An archeological dig gone wrong.
Guerillas.
‘Listen, Isobel, I was in the tent looking over some notes, when the guerrillas came...’
They were Isobel’s missing days. Thirteen days. And he gave them to her.
‘You were in Bogota, teaching, remember…’
He was sitting in a wheelchair- it felt as if he had been in the clinic for a lifetime-when her father, the renowned war photographer, Richard Self, came. It was the first time he had ever met him.
‘How is she?’ Tomas had asked him.
‘She’s—she—she’s not doing well. She’s not eating. She won’t talk. She-’
He stopped and looked at Tomas apologetically. Tomas could see why. He was talking to a man who had had his hand freshly hacked off. Even though he was talking about his daughter he must have suddenly heard himself and thought the words sounded very much like self pity.
‘I’m sorry, Tomas.’
‘Isobel,’ he said. ‘You were going to say…’
Richard looked at him, and Tomas nodded, gave him permission.
‘She wants her mother. She keeps calling out for her. Mummy, mummy, mummy…’
She says that, ‘mummy’?’
‘Yes…it’s as if she’s regressed to being a child, that eight year old–’
He stopped again. But this time it felt to Tomas it was because he’d said, acknowledged something to a stranger, something that was a secret.
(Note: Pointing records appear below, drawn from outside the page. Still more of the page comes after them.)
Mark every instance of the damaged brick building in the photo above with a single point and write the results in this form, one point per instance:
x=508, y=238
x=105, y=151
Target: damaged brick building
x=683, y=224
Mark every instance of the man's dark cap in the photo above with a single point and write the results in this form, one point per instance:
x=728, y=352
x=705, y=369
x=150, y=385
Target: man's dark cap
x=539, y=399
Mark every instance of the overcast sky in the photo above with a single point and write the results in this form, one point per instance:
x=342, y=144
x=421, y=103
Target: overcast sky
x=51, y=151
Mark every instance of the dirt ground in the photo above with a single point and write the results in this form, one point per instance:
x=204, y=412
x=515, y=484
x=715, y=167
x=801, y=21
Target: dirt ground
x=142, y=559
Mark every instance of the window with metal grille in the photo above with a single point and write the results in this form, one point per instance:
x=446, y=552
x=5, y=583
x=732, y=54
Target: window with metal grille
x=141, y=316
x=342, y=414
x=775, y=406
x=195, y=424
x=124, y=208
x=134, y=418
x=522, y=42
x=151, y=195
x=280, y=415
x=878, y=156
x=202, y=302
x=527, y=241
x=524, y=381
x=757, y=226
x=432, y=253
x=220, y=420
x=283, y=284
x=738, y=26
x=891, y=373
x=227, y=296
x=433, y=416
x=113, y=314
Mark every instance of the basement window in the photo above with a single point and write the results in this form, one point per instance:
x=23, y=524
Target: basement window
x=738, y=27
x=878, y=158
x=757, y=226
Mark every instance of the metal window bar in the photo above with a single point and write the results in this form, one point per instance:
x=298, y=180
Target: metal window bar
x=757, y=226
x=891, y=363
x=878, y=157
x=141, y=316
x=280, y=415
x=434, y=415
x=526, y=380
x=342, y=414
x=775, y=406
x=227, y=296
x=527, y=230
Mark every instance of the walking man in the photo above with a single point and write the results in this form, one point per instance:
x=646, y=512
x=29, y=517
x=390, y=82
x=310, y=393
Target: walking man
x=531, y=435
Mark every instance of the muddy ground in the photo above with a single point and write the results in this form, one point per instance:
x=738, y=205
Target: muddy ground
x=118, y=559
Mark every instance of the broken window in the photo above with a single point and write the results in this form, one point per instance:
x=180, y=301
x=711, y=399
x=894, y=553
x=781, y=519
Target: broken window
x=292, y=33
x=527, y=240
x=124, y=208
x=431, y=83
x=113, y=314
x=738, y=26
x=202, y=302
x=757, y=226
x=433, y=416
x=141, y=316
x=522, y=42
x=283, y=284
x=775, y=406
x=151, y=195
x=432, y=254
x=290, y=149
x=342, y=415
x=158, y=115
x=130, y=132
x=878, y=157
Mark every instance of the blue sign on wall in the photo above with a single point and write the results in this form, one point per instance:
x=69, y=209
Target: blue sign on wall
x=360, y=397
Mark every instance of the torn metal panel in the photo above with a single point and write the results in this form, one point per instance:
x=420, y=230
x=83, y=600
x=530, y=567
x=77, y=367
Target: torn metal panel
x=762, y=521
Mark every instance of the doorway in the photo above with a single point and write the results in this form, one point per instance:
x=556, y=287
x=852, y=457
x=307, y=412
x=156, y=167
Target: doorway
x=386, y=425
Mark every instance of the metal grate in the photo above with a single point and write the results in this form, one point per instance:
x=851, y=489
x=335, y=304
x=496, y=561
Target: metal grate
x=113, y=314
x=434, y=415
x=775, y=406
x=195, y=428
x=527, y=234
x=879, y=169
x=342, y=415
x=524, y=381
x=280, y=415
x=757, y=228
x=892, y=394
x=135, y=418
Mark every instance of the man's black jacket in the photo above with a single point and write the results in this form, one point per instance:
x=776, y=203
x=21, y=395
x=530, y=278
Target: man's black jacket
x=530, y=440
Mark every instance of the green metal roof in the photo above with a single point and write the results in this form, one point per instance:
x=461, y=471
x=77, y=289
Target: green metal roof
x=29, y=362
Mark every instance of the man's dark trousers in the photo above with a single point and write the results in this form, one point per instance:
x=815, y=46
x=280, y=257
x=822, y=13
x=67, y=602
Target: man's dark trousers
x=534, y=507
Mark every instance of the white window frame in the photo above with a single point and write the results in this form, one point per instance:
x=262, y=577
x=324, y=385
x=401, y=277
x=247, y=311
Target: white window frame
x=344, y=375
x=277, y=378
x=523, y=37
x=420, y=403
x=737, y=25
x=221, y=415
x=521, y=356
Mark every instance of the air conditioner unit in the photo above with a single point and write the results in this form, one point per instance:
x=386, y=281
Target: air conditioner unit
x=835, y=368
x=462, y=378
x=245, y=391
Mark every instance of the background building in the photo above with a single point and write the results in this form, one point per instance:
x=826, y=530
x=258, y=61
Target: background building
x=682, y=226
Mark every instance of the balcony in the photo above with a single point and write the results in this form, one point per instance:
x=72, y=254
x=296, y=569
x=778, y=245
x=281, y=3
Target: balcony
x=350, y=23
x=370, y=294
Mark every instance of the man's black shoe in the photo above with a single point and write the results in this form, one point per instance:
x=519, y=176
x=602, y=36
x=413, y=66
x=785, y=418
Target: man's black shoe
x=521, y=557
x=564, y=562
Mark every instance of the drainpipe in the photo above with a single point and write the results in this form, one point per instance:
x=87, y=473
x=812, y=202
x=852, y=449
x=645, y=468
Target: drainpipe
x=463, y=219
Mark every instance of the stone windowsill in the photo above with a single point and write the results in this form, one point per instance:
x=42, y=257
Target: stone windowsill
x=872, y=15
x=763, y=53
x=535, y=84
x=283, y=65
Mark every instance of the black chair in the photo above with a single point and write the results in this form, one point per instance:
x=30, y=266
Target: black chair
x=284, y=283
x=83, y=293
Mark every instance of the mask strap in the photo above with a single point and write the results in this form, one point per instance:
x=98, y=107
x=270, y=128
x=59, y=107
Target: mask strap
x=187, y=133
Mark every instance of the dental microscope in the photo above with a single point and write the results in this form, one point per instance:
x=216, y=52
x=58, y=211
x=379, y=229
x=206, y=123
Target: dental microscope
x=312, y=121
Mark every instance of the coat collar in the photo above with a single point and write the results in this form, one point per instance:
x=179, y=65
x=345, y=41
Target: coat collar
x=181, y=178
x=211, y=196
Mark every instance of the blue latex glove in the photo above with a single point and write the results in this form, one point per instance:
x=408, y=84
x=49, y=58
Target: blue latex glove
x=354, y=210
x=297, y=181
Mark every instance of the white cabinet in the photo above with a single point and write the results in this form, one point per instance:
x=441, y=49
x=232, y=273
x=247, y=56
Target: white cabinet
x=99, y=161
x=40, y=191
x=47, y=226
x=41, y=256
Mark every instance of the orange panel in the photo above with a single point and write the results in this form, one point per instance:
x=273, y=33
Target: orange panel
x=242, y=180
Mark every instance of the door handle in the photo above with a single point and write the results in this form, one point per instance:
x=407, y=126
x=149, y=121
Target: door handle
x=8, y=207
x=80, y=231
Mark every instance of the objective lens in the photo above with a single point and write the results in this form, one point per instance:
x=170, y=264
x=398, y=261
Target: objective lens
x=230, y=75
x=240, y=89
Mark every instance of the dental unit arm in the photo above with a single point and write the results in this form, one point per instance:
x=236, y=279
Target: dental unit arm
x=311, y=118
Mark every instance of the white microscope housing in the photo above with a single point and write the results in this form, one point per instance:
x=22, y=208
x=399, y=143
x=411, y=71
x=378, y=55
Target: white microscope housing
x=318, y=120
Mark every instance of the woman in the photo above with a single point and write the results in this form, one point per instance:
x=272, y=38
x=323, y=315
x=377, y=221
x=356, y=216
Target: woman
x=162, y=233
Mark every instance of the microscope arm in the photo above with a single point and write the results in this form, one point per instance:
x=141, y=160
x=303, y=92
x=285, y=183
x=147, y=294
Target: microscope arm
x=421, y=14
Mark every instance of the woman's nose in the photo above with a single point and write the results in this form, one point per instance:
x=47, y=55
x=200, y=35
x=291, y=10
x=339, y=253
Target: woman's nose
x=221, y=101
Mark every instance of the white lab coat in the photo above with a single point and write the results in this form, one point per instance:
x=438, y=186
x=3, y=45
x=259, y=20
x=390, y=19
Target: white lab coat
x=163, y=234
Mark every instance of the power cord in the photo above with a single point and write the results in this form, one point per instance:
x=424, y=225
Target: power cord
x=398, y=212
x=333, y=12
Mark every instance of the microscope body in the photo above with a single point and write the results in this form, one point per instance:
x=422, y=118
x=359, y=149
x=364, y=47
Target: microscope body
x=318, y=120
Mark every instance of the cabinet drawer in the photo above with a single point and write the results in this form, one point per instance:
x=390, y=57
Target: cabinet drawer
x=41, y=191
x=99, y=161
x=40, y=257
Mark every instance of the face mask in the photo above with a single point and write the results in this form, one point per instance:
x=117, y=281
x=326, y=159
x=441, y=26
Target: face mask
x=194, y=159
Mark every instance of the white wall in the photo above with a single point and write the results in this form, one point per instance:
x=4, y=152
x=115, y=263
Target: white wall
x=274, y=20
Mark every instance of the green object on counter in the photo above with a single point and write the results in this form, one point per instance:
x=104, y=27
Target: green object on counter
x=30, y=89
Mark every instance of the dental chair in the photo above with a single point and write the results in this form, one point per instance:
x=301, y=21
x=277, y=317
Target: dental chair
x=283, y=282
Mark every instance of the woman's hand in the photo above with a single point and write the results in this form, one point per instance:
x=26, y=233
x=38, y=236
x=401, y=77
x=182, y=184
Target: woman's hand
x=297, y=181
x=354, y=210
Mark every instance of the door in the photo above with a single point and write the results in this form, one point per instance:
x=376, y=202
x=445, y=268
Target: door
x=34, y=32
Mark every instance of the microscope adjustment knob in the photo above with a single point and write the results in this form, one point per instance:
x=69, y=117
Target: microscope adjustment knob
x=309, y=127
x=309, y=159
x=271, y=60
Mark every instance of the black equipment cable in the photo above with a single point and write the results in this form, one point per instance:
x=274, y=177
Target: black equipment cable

‘When she was eight years old?’
Tomas knew that Richard Self would speak. He was here talking to his son-in-law, for the first time. Richard Self was ridden with regret and guilt. He would speak.
‘Yes, Tomas, something happened when Isobel was eight. I don’t know if I should–’
‘Please, go on.’
He sat there listening, astounded that he had not know this about Isobel.
‘It’s as if she’s gone back to that moment - the last time she was so helpless. I don’t know if she can take it, Tomas.’
The last was a plea, an appeal that had first angered him, and then later he knew that Richard Self had been right, and that he was the only one who could really help Isobel, who could clear a path for her to follow. So that when, months later, she had the breakdown, when she had started screaming and she couldn’t stop, he knew what he had do as she lay on the hospital bed. He had to give her memory.